Where is JCAHO in all of this mess??

  1. According to the JCAHO website, their mission statement is as follows..."The mission of the Joint Commission on Accreditation of Health Care Organizations is to continuously improve the safety and quality of care provided to the public through the provision of health care accreditation and related services that support performance improvement in health care organizations." Now that the public is becoming more aware of the nursing shortage it won't take long for someone(patient,lawyer) to say "Hey,wait a minute! This health care facility where I was just a patient and got terrible care in is accredited by JCAHO and I thought they were supposed to ensure the quality of my care". I realize that not all health care institutions are JCAHO accredited but all the big ones are. If they are so concerned about "quality of care" provided to the public, why aren't they becoming involved with the terrible working conditions that are definitely NOT improving the safety and quality of care given to the public.
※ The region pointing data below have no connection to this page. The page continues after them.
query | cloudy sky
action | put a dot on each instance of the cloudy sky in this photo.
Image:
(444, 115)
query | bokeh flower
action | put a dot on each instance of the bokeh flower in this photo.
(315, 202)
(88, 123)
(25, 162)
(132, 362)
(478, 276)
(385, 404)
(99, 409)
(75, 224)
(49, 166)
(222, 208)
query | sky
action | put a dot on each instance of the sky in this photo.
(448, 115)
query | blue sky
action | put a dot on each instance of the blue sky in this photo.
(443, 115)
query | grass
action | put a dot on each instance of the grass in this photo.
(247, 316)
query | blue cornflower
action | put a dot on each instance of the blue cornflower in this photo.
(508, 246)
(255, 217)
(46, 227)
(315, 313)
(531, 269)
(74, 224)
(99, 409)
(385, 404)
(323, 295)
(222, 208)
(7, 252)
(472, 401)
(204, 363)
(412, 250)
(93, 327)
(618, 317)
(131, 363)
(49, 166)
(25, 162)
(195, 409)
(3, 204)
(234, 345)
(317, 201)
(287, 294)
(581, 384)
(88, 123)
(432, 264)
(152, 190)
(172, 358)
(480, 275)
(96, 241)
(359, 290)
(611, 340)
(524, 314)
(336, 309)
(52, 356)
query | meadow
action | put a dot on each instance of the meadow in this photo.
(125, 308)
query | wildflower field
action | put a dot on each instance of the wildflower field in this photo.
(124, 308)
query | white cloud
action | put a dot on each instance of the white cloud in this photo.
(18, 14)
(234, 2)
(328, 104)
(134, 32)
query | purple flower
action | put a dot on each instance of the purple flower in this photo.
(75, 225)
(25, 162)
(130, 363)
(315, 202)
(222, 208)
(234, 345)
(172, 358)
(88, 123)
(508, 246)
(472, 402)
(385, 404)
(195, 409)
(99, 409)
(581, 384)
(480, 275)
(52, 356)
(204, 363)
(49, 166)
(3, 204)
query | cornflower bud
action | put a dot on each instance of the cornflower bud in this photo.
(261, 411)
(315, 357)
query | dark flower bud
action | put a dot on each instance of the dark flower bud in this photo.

Maybe if we directed our complaints to JCAHO concerning our working conditions in the facilities that they have accredited, we just might get some solid action. Management would definitely take notice if they lost their accredition. We have to start playing at their(management's)level. They have ignored us for too long. I know that if I'm ever sued for something that short staffing definitely contributed to, EVERYONE is going down with me. It's long overdue for us to do WHAT WE CAN, to GET HEARD! The public also needs to know what and who JCAHO is. I'm surprised the lawyers haven't thought of them by now. Thoughts, anyone?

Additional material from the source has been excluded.